20570 - DATA ANALYTICS AND VISUALIZATION
Course taught in English
Go to class group/s: 22
- Multivariate samples. Summary statistics for multivariate samples. Geometric interpretation of data matrices. Space of the cases and distances. Total and generalized variance and their geometric interpretation.
- Principal component analysis (PCA). PC transformation. Property of PCs and their interpretation. Evaluation of results, and graphical representations.
- Factor analysis (FA). The Factor model: definition and assumptions. Parameter estimates: the principal component and the principal factor methods. Interpretation of factors: factors rotation.

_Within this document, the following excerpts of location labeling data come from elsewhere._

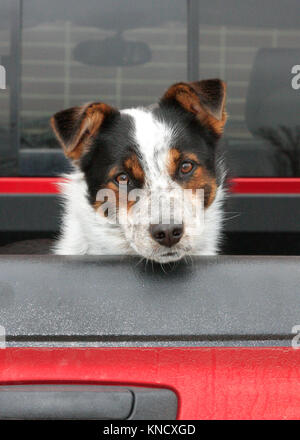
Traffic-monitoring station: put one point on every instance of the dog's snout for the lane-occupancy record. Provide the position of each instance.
(166, 235)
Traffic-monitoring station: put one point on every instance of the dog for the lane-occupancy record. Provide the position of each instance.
(167, 147)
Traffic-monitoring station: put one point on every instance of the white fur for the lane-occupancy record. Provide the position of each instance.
(84, 231)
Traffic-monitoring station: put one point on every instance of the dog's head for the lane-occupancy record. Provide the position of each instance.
(153, 164)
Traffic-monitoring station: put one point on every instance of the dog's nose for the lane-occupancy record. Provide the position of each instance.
(166, 235)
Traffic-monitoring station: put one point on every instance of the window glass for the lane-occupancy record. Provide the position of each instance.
(122, 52)
(254, 46)
(7, 147)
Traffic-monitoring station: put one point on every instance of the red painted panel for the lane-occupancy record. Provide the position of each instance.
(239, 185)
(211, 383)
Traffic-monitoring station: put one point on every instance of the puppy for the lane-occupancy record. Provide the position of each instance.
(163, 151)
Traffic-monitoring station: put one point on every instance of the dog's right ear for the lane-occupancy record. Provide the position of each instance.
(76, 127)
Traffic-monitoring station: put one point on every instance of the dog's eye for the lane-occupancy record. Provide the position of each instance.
(186, 167)
(122, 179)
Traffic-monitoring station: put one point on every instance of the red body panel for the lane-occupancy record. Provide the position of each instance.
(211, 383)
(239, 185)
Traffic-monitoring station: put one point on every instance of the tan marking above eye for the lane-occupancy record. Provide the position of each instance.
(186, 167)
(122, 179)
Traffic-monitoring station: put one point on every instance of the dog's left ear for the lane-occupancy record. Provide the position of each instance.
(205, 99)
(75, 127)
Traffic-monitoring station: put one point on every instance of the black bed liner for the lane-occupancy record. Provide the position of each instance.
(119, 301)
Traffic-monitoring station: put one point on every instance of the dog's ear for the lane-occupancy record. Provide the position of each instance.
(76, 127)
(205, 99)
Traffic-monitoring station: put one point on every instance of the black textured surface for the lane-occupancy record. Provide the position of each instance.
(111, 301)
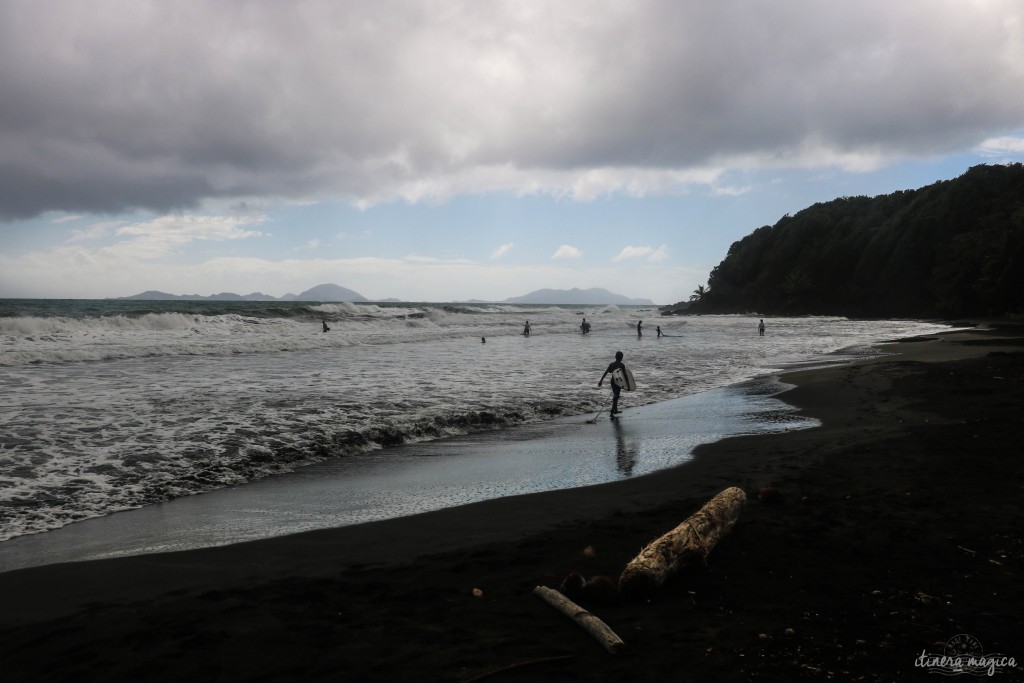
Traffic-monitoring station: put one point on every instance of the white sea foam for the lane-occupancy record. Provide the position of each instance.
(109, 413)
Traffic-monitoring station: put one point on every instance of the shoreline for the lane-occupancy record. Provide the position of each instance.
(858, 568)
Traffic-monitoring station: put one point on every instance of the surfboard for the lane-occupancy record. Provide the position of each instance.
(624, 378)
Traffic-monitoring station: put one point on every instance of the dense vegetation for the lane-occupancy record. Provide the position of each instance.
(951, 249)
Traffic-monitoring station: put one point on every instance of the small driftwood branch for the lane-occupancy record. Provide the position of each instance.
(592, 625)
(690, 541)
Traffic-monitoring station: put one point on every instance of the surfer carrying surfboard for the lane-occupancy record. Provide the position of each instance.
(613, 369)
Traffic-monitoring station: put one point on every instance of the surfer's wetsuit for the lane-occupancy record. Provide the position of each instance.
(615, 389)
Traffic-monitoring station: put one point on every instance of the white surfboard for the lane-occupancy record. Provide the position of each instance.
(624, 378)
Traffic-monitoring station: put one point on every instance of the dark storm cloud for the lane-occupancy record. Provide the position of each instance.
(114, 105)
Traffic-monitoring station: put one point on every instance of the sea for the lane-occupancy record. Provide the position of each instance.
(109, 406)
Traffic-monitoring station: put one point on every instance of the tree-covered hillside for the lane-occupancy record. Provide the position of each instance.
(951, 249)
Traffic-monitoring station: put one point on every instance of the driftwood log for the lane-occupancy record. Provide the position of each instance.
(592, 625)
(690, 541)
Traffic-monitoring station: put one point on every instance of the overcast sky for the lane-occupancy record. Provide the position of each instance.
(445, 150)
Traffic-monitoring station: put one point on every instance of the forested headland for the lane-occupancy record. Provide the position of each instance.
(951, 249)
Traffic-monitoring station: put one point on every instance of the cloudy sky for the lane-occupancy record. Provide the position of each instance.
(452, 150)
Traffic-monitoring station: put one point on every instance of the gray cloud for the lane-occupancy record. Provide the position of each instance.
(113, 105)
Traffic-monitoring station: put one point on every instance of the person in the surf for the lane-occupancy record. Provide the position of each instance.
(615, 389)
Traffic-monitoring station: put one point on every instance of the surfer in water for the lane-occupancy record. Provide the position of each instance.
(615, 389)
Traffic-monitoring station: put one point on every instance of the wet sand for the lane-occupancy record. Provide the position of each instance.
(889, 530)
(421, 477)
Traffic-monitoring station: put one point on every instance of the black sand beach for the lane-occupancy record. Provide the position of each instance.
(883, 535)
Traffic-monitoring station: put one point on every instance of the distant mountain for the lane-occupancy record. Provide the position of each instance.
(578, 297)
(330, 293)
(318, 293)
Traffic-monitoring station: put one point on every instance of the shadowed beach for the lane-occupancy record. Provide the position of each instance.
(882, 535)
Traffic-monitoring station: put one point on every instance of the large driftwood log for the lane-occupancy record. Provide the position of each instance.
(690, 541)
(592, 625)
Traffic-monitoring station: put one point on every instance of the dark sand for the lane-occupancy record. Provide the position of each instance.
(900, 526)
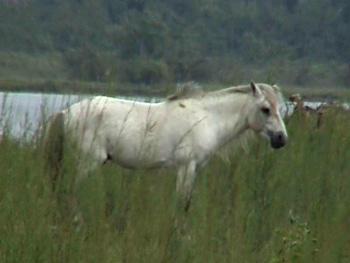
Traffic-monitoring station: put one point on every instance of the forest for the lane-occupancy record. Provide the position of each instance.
(295, 42)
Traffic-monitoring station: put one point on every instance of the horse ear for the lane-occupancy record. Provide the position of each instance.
(276, 88)
(255, 89)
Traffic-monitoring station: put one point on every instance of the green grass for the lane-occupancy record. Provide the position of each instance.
(291, 205)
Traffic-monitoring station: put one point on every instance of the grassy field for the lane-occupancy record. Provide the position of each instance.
(291, 205)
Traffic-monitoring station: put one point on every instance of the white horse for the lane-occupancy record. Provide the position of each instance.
(182, 132)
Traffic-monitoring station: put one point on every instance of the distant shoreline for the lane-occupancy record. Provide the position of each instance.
(158, 90)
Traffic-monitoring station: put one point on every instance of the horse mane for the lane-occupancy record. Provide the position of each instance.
(194, 90)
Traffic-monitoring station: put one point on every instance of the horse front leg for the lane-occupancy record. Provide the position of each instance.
(184, 183)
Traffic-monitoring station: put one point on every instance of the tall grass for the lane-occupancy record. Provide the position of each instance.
(291, 205)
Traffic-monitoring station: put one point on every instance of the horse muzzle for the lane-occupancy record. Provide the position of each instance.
(277, 139)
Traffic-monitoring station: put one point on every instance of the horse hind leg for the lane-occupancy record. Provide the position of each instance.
(185, 182)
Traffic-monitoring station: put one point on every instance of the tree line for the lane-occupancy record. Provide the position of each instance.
(174, 40)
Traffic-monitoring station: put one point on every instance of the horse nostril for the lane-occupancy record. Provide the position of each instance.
(278, 140)
(280, 137)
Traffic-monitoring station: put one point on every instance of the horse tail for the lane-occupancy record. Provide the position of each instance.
(53, 147)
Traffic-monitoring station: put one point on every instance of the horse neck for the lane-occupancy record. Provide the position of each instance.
(229, 114)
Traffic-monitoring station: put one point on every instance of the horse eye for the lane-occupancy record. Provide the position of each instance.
(265, 110)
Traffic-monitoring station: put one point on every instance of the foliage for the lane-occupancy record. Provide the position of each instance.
(186, 37)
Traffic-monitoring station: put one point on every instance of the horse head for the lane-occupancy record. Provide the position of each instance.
(265, 117)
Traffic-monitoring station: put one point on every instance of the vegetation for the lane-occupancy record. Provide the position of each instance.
(136, 41)
(259, 206)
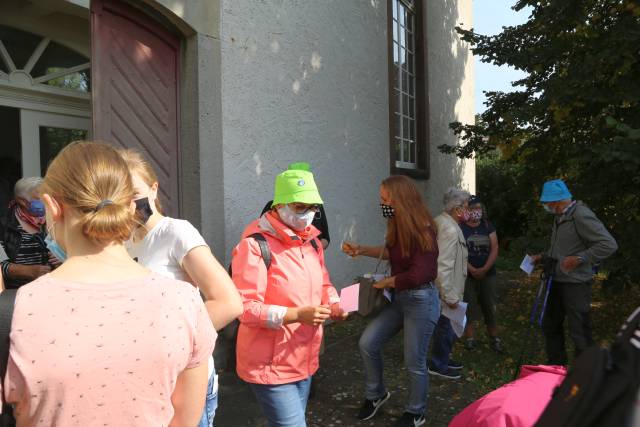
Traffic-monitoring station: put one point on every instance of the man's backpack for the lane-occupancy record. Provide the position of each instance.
(602, 385)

Factor Scores and factorial maps.
- Simple correspondence analysis (SCA). Association between categorical variables. Profiles and Chi-square metric. Factors and their interpretation. Graphical representation and analysis of results.
- Cluster analysis (CA). Distance and dissimilarity matrices. Hierarchical and partitioning clustering methods. Choice of the number of clusters. Criteria for the evaluation of a partition.
The final grade for attending students is based on a practical and on a theoretical exam, exactly as described for not attending students. Nonetheless, attending students can give the theoretical exam in two partial exams. The first partial exam concerns PCA and FA. The second partial exam concerns CA and SCA.
A student is considered as attending if
- He/she attended at least 4 of the lab sessions dedicated to PCA and FA (and at least one lab for each technique) and at least 4 of the lab sessions dedicated to CA and SCA (and at least one lab for each technique).
For non attending students
The final grade is based on
- A practical exam. Analysis of a real data set (Pc-lab session).
- A theoretical exam (written exam concerning the methodological issues discussed during the course and possibly comments on software output).
- The slides of the course are made available on the blackboard.
- R.A. JOHNSON, D.W. WICHERN, Applied Multivariate Statistical Analysis, Prentice Hall, 2002, 5th edition.
- J. LATTIN, J.D. CARROLL, P.E. GREEN, Analyzing Multivariate Data, Thomson, 2003.
- Basic notions of statistics. Descriptive statistics (univariate and bivariate). Most relevant inferential concepts (samples, statistics, estimators, hypothesis testing, p-values).
- Students are expected to be able to work with Excel and Word (basic skills).